Businessfolk are attending conferences in an attempt to figure out if their business has a big data play -- this is a bit of a precursor and a bit of a substitute to hiring an actual analytics person. They need to identify and fundamentally understand their opportunities before they commit. Especially outside of the tech start-up world where data scientists are being hired just because any self-respecting tech company should have one.
Here's what I propose. The analytics industry should concern itself with these lost souls. Sure, an MBA isn't going to get all of data science, but some basic training around the core practices and techniques would be helpful. Yes, I mean you, K-means!
It's not enough to just tell people "about" this stuff either. "Collaborative filtering is the practice of blah blah blah....go hire someone to do it." I think even managers need an opportunity to prototype a little bit with this stuff (much like how most MBA programs teach restocking point calculations, forecasting, and basic operations research).

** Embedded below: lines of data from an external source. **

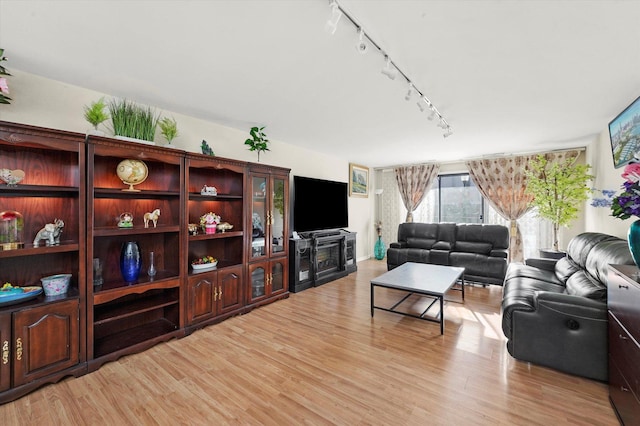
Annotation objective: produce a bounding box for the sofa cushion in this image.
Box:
[554,257,580,283]
[566,271,607,302]
[407,237,436,250]
[454,241,492,255]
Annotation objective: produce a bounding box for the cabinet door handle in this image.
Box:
[2,340,9,365]
[16,337,22,361]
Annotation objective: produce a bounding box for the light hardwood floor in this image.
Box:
[0,260,618,426]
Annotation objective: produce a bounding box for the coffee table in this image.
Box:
[371,262,464,334]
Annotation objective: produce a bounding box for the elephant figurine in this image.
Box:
[33,219,64,247]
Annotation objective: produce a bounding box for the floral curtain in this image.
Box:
[465,150,580,262]
[393,164,440,222]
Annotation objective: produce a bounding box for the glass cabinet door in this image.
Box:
[270,178,287,253]
[251,266,266,299]
[269,262,284,293]
[251,176,268,258]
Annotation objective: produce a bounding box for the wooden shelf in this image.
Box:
[93,225,180,237]
[93,188,180,200]
[2,184,79,198]
[93,318,178,358]
[93,294,179,326]
[0,241,79,259]
[189,231,244,241]
[93,271,181,305]
[189,192,244,201]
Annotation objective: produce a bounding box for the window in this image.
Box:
[398,173,551,259]
[412,173,485,223]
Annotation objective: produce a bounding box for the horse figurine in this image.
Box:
[33,219,64,247]
[144,209,160,228]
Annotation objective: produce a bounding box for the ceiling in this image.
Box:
[0,0,640,167]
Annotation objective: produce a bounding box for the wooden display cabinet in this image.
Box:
[184,154,246,332]
[0,122,86,403]
[87,137,186,369]
[247,165,289,305]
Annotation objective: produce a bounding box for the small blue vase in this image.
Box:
[373,235,387,260]
[120,241,142,283]
[627,220,640,266]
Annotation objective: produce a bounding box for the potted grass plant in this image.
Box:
[84,98,109,136]
[158,117,178,146]
[109,99,160,144]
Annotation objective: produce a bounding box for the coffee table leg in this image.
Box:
[440,295,444,334]
[371,283,373,317]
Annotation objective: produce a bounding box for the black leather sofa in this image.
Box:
[387,223,509,285]
[502,232,633,381]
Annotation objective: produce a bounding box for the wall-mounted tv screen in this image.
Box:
[293,176,349,232]
[609,97,640,169]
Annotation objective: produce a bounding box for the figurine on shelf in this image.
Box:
[217,222,233,233]
[144,209,160,228]
[200,185,218,197]
[33,219,64,247]
[118,212,133,228]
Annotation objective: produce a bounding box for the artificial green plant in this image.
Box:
[244,127,269,162]
[526,155,593,251]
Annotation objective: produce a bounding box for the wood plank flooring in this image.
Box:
[0,260,618,426]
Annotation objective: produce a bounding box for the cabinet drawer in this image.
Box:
[607,272,640,341]
[609,359,640,425]
[609,313,640,395]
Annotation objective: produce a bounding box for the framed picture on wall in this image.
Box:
[349,163,369,197]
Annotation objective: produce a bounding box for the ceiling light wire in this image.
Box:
[325,0,453,137]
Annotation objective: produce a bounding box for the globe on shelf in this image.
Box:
[116,159,149,192]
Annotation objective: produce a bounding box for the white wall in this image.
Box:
[0,68,374,260]
[585,130,635,239]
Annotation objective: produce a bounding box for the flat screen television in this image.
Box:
[609,97,640,169]
[293,176,349,232]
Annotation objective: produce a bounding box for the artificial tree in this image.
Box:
[526,155,593,251]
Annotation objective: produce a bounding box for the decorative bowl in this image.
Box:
[0,169,25,186]
[40,274,71,296]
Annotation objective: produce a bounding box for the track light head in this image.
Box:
[324,0,342,35]
[356,28,369,55]
[404,82,416,101]
[381,56,398,80]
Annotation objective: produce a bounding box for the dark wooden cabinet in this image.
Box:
[185,154,247,331]
[187,266,244,325]
[0,121,289,404]
[0,122,87,403]
[247,165,289,305]
[607,265,640,425]
[87,137,186,369]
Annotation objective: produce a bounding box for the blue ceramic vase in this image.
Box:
[120,241,142,283]
[627,220,640,266]
[373,235,387,260]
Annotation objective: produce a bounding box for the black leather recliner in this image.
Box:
[502,232,634,381]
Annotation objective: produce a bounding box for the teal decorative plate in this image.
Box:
[0,286,42,306]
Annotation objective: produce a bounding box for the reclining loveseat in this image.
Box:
[387,223,509,285]
[502,232,634,381]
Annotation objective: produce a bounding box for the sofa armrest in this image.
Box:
[524,257,558,271]
[507,292,608,381]
[389,241,409,248]
[489,249,509,259]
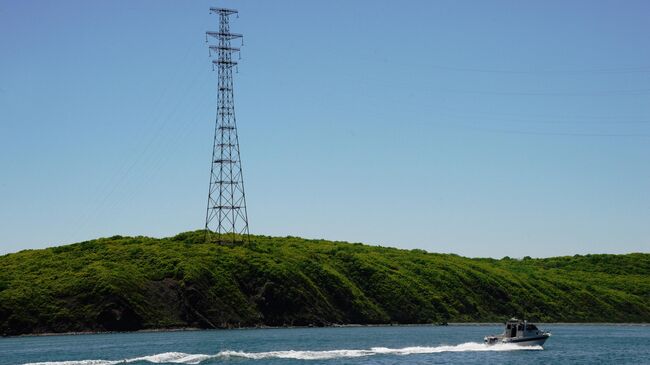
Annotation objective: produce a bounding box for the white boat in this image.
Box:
[485,318,551,346]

The MBA is not likely to do the data science (like operations research) themselves. But when the opportunities to do data science come to them, they'll feel comfortable starting conversations with the pros and specing out projects. They have just enough knowledge to be dangerous. That's a good thing.
That's why I started my other blog. And that's why I've got a book coming out that teaches data science in Excel. It's because we don't win by leaving people behind. We should separate data science education for these folks from functional programming and configuring software. That way they can get a foothold.
Data scientists' job security is bound up in industry perceptions of the value of data science. And while the "promise of a promised land" might hold people for a while, eventually they want the garlic and melon. Or crack...that too. (I get the mixed metaphor award today) Let's go ahead and find ways to get people hooked before they move on to the next fad.